その1年=「エース」の間に何があったのかってそりゃもっとちゃんと目撃しておくべきだよなと思います。
多彩な超獣、多彩な光線技
超獣という、怪獣を超えた存在をどう定義しようとしたかというのにも非常に興味があります。特に私が衝撃を受けたのが、第3話に登場したバキシムの撮影シーンです。
『ウルトラマンA』第3話「燃えろ!超獣地獄」の撮影風景。
— 中井かんいち (@ichikawakon) 2019年9月20日
右端に特撮の助監督を務めていた川北紘一が写っている。 pic.twitter.com/ezrAC8DCow
なんてデカさなんだ…と開いた口が塞がりませんでした。それにこの現場にあの平成ゴジラシリーズで有名な川北監督までいるというのがまたたまりませんね。
超獣はとにかくデカかったんです。怪獣のゲテモノ化等と揶揄されることもある超獣ですが、明確な悪意を持って生物兵器にされた怪獣という設定もとても面白い。
そして何より目を惹くのが、そんな強力な超獣を倒すエースの多彩な光線技の数々です。
というか切断技ですね(笑)
とかく超獣というのは首を落としても死なない個体も多く、そう簡単には倒せません。だからこそエースは多彩な光線技、切断技を披露しています。鮮やかな光学合成も魅力です。
それこそ、帰ってきたウルトラマンが途中で入手したウルトラブレスレットなんて不要な程、エース自身の能力として披露した技が本当に豊富でした。
そしてそんな多彩な技を繰り出せるのも、男女合体変身によって融合当初から安定した性能を引き出すことができたからではないか?という私の仮説の答え合わせもしたいところです。
よく死ぬウルトラ兄弟
あと、助けに来た割によく死ぬウルトラ兄弟(笑)
この作風には、クリスチャンでもあった市川森一脚本の影響があると基本的には考えていたんですが、その辺りももっとじっくり検証したいところです。死ぬという悲劇を通じて英雄化するようなちょっと変わった趣味が炸裂してるような気がします。

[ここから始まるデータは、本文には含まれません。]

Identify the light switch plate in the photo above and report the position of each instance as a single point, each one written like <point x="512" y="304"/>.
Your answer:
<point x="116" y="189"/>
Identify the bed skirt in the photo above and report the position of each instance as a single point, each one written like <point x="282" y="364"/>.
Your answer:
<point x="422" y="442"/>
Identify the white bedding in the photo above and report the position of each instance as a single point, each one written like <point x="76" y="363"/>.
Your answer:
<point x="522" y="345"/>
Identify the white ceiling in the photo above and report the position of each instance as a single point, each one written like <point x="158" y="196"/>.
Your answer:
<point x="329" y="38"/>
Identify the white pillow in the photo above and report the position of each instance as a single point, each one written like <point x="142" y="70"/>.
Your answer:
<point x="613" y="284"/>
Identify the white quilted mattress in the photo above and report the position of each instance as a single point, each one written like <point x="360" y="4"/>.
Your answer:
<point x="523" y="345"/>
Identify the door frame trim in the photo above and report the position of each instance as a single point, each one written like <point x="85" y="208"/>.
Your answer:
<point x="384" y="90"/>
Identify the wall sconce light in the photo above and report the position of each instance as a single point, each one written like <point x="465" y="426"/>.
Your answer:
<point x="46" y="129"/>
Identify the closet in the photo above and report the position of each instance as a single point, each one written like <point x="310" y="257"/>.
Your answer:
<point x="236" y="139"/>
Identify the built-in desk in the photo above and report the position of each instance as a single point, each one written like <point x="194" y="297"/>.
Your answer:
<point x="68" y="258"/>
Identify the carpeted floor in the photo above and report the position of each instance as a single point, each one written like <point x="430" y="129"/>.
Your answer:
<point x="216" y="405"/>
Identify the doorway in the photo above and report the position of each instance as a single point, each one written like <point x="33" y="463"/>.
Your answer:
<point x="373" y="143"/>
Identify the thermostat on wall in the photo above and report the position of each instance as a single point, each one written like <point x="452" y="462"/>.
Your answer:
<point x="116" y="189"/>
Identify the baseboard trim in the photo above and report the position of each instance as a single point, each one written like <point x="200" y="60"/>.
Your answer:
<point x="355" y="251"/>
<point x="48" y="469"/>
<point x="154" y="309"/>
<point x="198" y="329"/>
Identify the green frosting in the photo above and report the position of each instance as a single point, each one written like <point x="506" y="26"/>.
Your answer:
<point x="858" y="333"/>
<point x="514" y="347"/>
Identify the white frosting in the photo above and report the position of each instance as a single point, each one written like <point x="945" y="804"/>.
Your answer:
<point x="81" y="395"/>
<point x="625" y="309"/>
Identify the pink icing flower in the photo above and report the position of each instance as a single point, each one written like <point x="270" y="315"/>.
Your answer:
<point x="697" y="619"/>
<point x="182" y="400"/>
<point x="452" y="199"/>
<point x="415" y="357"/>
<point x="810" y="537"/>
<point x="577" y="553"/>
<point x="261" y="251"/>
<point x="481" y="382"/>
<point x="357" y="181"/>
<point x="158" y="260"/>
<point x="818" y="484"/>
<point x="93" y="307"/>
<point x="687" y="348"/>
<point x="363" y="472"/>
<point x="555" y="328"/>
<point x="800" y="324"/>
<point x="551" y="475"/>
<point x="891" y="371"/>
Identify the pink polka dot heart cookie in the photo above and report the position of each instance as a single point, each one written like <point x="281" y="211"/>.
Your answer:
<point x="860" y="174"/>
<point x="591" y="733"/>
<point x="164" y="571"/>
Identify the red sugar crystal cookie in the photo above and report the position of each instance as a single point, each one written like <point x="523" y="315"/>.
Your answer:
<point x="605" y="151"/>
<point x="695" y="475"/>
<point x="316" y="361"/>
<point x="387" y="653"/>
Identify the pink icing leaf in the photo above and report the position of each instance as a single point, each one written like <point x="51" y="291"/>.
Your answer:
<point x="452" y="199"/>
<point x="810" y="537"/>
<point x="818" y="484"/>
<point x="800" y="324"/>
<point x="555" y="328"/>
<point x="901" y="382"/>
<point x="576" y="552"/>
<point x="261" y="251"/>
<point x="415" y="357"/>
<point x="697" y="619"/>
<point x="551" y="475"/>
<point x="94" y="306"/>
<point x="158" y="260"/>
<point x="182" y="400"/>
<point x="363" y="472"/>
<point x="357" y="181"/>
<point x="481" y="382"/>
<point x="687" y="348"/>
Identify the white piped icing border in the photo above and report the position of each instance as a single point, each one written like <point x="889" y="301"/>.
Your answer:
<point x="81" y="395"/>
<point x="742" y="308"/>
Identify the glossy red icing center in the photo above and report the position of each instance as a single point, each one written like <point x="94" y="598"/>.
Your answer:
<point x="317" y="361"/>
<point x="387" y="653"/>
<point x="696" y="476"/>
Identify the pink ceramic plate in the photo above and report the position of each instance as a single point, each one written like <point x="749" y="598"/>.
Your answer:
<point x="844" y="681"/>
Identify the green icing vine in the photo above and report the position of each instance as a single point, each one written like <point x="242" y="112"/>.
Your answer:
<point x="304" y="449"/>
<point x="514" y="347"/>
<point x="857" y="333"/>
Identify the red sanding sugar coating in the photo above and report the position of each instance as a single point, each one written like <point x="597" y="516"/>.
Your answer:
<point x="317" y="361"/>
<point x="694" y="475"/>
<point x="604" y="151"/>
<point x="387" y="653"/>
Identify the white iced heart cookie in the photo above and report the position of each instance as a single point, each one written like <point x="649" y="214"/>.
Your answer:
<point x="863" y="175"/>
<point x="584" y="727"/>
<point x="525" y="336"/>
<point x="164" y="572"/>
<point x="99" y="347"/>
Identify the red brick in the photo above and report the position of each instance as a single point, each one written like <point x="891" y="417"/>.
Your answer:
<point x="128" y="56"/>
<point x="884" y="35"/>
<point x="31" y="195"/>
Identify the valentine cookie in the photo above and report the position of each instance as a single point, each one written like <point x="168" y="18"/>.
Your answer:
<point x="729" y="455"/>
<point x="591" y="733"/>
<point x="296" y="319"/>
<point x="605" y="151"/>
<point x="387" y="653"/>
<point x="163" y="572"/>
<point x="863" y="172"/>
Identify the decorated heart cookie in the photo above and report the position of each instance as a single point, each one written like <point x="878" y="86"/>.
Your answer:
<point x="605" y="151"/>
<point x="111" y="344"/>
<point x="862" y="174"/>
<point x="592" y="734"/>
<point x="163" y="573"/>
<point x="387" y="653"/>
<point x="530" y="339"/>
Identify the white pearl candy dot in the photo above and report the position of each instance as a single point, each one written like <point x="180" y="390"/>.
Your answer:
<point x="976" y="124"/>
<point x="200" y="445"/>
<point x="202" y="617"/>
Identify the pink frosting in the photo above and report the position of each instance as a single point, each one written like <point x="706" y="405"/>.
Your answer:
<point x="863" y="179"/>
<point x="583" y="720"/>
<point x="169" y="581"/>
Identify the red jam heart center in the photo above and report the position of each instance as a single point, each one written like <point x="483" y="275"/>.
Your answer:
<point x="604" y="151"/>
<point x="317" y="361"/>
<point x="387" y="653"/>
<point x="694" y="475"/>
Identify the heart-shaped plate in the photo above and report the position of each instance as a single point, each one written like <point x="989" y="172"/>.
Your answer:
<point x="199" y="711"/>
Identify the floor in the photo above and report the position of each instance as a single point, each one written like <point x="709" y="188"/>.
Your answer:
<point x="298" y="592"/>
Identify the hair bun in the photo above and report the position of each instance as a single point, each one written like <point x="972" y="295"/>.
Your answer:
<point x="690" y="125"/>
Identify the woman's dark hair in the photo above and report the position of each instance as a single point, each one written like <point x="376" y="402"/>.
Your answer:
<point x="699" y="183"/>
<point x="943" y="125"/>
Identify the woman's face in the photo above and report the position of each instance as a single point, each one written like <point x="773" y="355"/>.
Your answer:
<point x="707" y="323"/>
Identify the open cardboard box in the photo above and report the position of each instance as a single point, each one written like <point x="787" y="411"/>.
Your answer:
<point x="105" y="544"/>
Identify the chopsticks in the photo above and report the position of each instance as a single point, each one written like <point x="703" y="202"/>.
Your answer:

それと、後のタロウ客演時と比べてウルトラ戦士のスーツの状態がまだオリジナルに近いのはかなり魅力でもあります。
「タロウ」のはあれはあれで結構好きなんですけどね。
目がまだ白かったり、体の模様のラインにも違和感が少なく、ストレートにカッコいいなと思える姿だと思ってるのでその辺りも注目ポイントです。
まぁとにかく色々考察のしがいがありそうなエース、楽しみたいと思います。